I have developed or co-developed several models related to the life cycle assessment of biofuels. EBAMM, BEACCON, and GBAMM are all derivatives of GREET, developed for specific purposes, such as meta-model comparisons (EBAMM and GBAMM) or biorefinery technology and cost comparisons (BEACCON).
All of these open-source models were developed in Excel® and are accompanied by peer-reviewed papers. Download links are provided below.
RFMI - Reduced-form Model of Indirect Land-use Change
Plevin, R. J., M. O'Hare, A. D. Jones, M. S. Torn and H. K. Gibbs (2010). The greenhouse gas emissions from market-mediated land use change are uncertain, but potentially much greater than previously estimated. Environmental Science & Technology 44(21): 8015-8021.
RFMI is a simple 9-parameter model of emissions from indirect land use change, which I exercise using Monte Carlo simulation to examine the shape of possible frequency distributions for ILUC emissions. Download the model: RFMI_pub_v1.xlsm (205 KB)
BTIME - Biofuel Time-Integrated Model of Emissions
O'Hare, M., Plevin, R. J., Martin, J., Hopson, E., Jones, A. D., & Kendall, A. (2009), Proper accounting for time in LCA increases crop-competitive GHG deficit relative to petroleum. Environ. Res. Lett. 4(024001).
BTIME estimates a novel measure of biofuel GHG performance modeled after the IPCC's Global Warming Potential (for better and worse.) The model tracks the cumulative CO2 emitted overthe life cycle of biofuel--including assumed emissions from indirect land use change--and gasoline, accounting for the time of emissions and atmospheric decay of CO2. For more details, see the paper and model, downloadable from the RAEL website.
GBAMM - GREET-BESS Analysis Meta-Model
Plevin, R. J. (2009). Modeling Corn Ethanol and Climate: A critical comparison of the BESS and GREET models. Journal of Industrial Ecology 13(4).
GBAMM is conceptually similar to the EBAMM model (discussed below). Where EBAMM was developed to compare six studies of the energy and GHG balances of corn ethanol, GBAMM was developed to compare two specific models, BESS and GREET. However, while EBAMM compared net energy models of ethanol, providing GHG accounting based on GREET, GBAMM compares two models of the GHG balances of ethanol, and thus compares GHG emission factors as well.
The model and paper can be downloaded from this site.
BEACCON - Biofuels Emissions And Cost CONnection
Plevin, R. J. and S. Mueller (2008). The effect of CO2 regulations on the cost of corn ethanol production. Environ. Res. Lett. 3(024003).
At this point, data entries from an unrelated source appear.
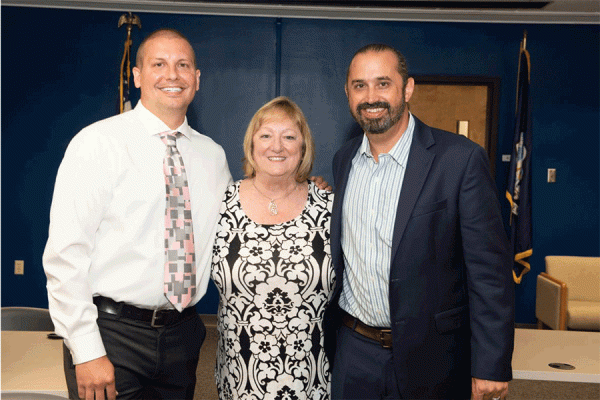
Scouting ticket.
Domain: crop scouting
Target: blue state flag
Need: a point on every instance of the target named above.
(518, 192)
(124, 102)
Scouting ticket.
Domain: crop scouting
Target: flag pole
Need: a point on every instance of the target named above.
(129, 20)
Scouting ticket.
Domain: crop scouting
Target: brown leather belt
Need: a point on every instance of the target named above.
(383, 336)
(154, 318)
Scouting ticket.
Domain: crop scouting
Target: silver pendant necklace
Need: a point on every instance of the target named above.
(272, 207)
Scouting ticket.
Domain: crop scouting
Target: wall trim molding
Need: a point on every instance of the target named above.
(322, 12)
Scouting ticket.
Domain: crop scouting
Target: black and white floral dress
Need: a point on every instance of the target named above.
(274, 283)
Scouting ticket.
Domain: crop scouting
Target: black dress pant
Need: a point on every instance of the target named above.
(150, 363)
(362, 369)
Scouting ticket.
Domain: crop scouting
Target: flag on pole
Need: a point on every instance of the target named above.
(124, 102)
(518, 192)
(129, 20)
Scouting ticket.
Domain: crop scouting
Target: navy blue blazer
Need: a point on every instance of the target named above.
(451, 290)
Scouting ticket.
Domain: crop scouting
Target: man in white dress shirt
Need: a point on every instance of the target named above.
(105, 254)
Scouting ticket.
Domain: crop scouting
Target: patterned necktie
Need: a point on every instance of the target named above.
(180, 260)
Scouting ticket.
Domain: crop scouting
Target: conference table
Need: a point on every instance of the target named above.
(563, 356)
(32, 366)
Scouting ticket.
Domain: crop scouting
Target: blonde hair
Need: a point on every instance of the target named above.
(286, 106)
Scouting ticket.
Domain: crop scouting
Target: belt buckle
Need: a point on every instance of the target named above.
(153, 322)
(385, 343)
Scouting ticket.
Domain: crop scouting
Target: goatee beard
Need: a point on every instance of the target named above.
(384, 123)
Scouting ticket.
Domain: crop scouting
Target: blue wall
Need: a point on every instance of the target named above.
(60, 73)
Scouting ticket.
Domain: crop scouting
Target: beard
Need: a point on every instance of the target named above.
(383, 123)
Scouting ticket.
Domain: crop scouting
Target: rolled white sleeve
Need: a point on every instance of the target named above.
(81, 193)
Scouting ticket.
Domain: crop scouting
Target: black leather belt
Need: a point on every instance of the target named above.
(154, 318)
(383, 336)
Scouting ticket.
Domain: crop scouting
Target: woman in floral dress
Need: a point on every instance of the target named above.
(272, 266)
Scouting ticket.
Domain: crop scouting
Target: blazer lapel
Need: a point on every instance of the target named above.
(341, 174)
(417, 168)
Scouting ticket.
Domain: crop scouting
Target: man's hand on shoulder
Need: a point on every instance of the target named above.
(321, 183)
(93, 377)
(482, 389)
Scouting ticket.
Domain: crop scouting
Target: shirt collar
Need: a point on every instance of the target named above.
(154, 125)
(399, 152)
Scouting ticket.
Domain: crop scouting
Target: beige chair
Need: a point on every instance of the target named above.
(568, 294)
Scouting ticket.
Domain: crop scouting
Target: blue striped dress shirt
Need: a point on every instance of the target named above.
(368, 217)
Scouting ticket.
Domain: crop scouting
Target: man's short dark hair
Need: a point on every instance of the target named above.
(380, 47)
(167, 32)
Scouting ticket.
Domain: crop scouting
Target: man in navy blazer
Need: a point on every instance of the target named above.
(424, 300)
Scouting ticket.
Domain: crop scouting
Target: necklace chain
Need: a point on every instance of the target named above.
(272, 207)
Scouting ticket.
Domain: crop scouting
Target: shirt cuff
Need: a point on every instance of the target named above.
(86, 347)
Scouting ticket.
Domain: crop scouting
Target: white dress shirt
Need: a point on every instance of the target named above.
(107, 221)
(368, 217)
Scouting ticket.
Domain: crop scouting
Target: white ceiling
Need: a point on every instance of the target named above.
(490, 11)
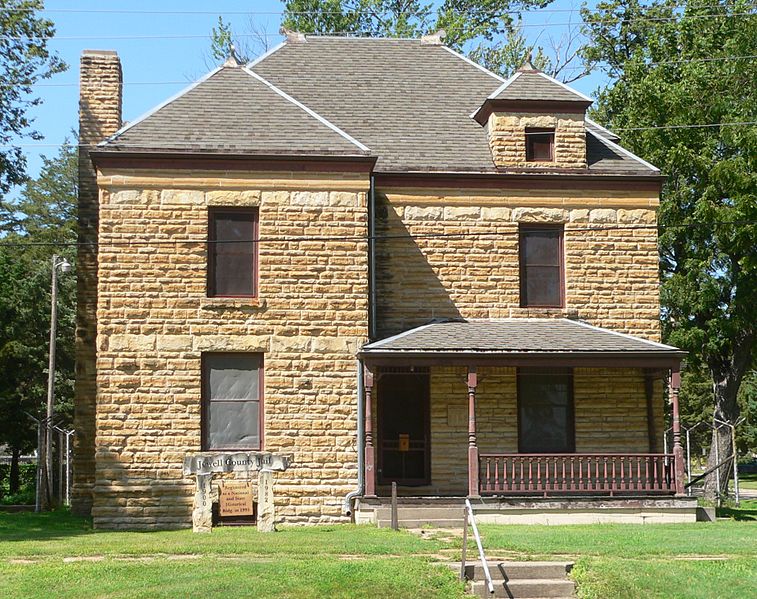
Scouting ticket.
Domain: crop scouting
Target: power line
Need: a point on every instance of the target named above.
(191, 146)
(360, 238)
(350, 33)
(186, 81)
(282, 13)
(736, 124)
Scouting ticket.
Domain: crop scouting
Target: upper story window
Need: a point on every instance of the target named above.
(540, 145)
(541, 266)
(232, 252)
(232, 386)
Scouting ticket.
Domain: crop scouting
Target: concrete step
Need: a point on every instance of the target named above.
(518, 570)
(420, 523)
(418, 513)
(536, 588)
(416, 517)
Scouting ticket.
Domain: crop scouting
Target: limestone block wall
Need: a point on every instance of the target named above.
(610, 415)
(611, 265)
(155, 321)
(99, 117)
(507, 138)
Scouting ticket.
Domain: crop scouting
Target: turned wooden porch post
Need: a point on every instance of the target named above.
(675, 385)
(473, 490)
(370, 456)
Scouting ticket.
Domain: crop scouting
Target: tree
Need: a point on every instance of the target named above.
(45, 213)
(673, 65)
(24, 60)
(486, 30)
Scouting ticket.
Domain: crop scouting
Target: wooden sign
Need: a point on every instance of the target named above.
(235, 498)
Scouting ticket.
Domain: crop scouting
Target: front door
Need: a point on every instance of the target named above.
(404, 428)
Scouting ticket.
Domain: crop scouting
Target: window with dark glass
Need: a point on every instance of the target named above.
(545, 411)
(232, 253)
(541, 266)
(232, 386)
(540, 145)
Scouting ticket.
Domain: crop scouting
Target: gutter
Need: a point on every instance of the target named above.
(372, 259)
(347, 501)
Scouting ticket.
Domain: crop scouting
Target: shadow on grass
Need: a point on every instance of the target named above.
(30, 526)
(746, 512)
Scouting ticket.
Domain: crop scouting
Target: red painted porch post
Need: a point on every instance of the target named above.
(675, 385)
(473, 486)
(370, 456)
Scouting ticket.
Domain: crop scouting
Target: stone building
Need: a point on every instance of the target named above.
(383, 260)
BEACCON allows ethanol producers to evaluate the potential impacts on production costs of the global warming intensity (GWI) of different biofuel production pathways. Version 1.0 of the model focuses on ethanol plants with a capacity of 100 million gallons per year. BEACCON may be downloaded free of charge.
BEACCON calculates the production costs of ethanol taking into account plant capital costs, corn costs, energy feedstock costs, labor, chemicals, and other cost components, as well as energy system costs taking into account energy system capital costs, thermal fuel and electricity feedstocks. It also calculates the GWI of ethanol on a life cycle basis by major contributing components: agricultural phase, thermal energy feedstocks, and grid electricity.
EBAMM - ERG Biofuels Analysis Meta-Model
Farrell, A. E., R. J. Plevin, B. T. Turner, A. J. Jones, M. O'Hare, and D. K. Kammen (2006). Ethanol Can Contribute to Energy and Environmental Goals. Science 311: 506-508.
EBAMM was developed to understand the large divergence between studies of the net energy balance of corn ethanol. The model puts six studies into a common framework, converts all data to international standard (SI) units, and establishes consistent system boundaries -- all of which are prerequisites to comparing results and identifying differences among the models.
The paper, supporting materials, and the model are downloadable from the RAEL site. This paper was highlighted by ScienceWatch as a "core paper in the research front map of ethanol biofuels".